Wednesday, November 01, 2006

Access for "local users" is now being considered at the new cluster. After looking at the methods supported by NGS partner sites, it would seem that this is a reasonable level of "gridness" to ask of users.

This is then based around:

  1. All of our users have a grid certificate.
  2. gsissh login to svr020,to allow seeding of files and perparation of job environment.
  3. globus-job-submit or edg-job-submit to the gatekeeper (from svr020 or from anyother UI type machine) to submit jobs - i.e., no qsub!

At the site level we then need to ensure:

  • That certificates from this type of user are mapped to the same user account on the UI and CE.
  • That home directories for this class of user are shared across the cluster.

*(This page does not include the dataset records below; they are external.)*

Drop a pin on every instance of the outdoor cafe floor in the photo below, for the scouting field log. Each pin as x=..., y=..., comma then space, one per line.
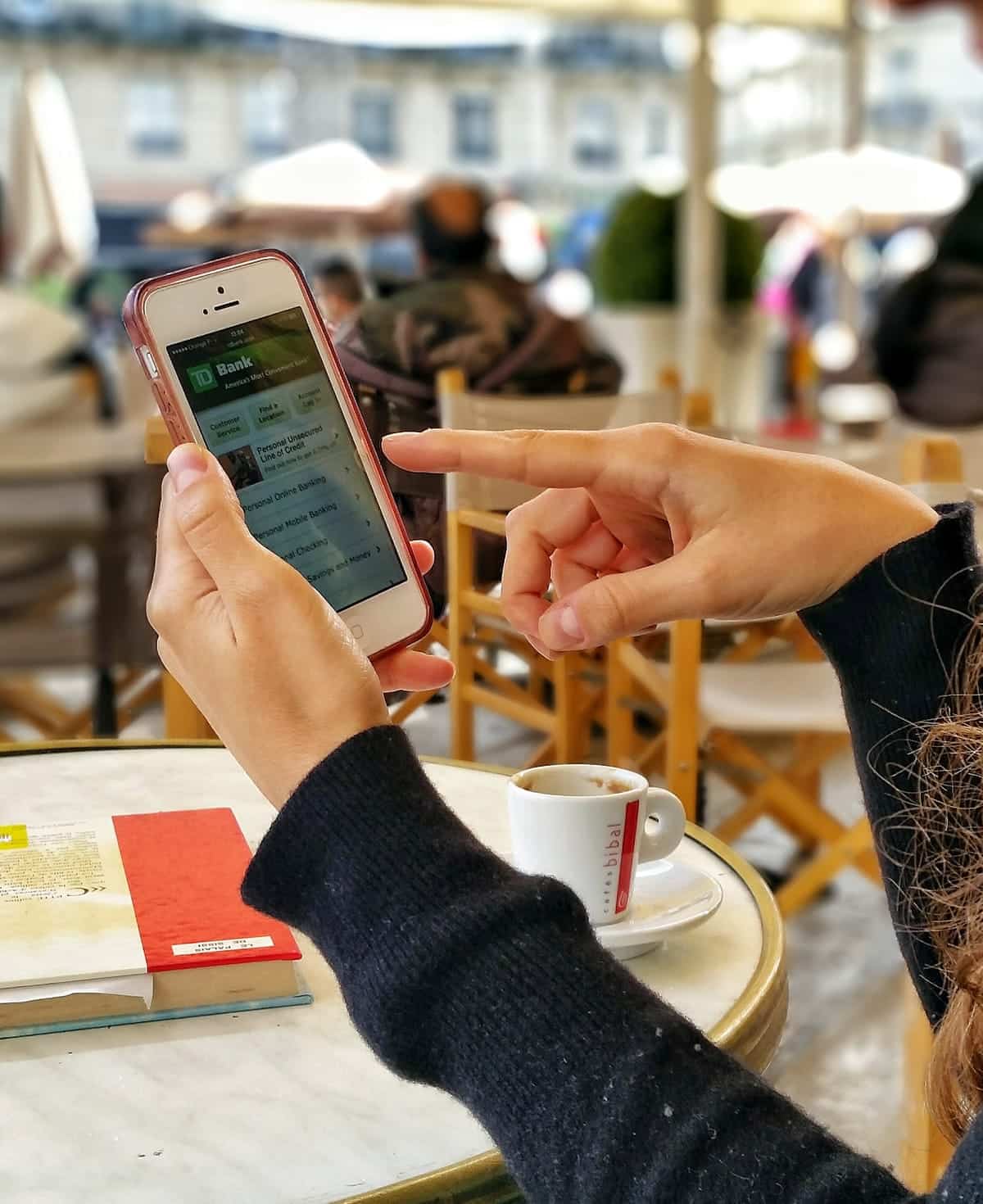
x=841, y=1055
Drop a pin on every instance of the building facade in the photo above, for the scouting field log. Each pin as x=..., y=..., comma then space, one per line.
x=168, y=97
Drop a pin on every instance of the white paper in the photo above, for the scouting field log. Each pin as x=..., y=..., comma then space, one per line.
x=140, y=986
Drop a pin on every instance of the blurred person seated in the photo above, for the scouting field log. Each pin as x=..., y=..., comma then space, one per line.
x=464, y=313
x=928, y=345
x=338, y=291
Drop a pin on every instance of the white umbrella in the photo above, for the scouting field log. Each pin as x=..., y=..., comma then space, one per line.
x=329, y=176
x=53, y=227
x=834, y=187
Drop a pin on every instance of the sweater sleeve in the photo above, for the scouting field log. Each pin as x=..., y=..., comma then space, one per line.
x=461, y=973
x=895, y=635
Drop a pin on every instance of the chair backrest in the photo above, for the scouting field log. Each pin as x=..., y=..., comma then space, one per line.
x=488, y=412
x=931, y=468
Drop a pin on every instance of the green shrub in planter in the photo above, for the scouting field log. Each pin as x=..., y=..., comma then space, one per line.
x=635, y=259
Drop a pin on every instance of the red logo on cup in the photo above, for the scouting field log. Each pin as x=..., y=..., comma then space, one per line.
x=627, y=856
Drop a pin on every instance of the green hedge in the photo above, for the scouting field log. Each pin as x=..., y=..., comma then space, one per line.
x=635, y=259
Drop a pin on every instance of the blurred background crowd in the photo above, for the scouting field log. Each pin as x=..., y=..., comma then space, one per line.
x=206, y=127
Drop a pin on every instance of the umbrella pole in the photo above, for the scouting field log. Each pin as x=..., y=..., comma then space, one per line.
x=700, y=261
x=854, y=111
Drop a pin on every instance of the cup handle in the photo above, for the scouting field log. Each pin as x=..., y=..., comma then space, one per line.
x=668, y=809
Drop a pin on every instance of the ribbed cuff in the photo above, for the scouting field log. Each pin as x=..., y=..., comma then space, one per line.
x=348, y=804
x=929, y=579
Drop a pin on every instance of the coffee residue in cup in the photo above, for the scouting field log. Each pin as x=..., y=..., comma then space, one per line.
x=611, y=786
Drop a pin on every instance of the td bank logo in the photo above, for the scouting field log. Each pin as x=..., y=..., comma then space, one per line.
x=202, y=378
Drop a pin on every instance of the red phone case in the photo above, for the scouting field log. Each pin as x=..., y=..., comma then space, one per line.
x=141, y=335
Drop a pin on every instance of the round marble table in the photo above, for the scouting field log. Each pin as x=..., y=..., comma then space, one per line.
x=291, y=1106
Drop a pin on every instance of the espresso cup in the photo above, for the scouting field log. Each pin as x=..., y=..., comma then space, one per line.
x=584, y=825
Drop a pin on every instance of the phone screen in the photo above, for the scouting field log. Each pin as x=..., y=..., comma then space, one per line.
x=268, y=411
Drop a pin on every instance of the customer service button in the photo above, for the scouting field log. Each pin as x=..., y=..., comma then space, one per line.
x=265, y=413
x=217, y=429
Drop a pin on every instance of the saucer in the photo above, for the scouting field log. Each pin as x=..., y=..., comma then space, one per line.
x=668, y=897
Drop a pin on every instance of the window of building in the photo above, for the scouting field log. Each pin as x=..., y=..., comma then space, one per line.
x=374, y=123
x=657, y=130
x=154, y=117
x=153, y=20
x=596, y=133
x=268, y=106
x=475, y=133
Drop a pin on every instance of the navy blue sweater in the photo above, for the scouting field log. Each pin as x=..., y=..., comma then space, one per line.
x=488, y=984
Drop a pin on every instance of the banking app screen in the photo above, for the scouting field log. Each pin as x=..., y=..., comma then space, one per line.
x=268, y=411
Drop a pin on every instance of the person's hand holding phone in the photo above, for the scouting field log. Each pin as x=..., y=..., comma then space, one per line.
x=648, y=524
x=261, y=655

We will dedicate one of the disk servers to this purpose - together with a suitable automount map.
Investigating our empty queues a little more, we have quite a large number of jobs which seem to exit immediately (0s CPU and walltime). However, may more have better usage patterns, e.g. 25h09m cput, 25h16m wallclock.

Everything has exit status 0, so I really can't see anything that the site is doing wrong.

Puzzling...


There seems to be a problem with publishing SAM/SFT tests on our site. Although we were passing every time until 2006-10-25, suddenly the publication of the tests on the SAM sebsite stopped.

Checking the torque logs it's clear that these tests are still running - just not being published. I have raised this as a (now urgent) GGUS ticket: https://gus.fzk.de/pages/ticket_details.php?ticket=14737.

This seems to be affacting the number of jobs running through the cluster seems to be dropping and dropping. After peaking at 200+ we have dropped to less than 20 runnng jobs after 10 days!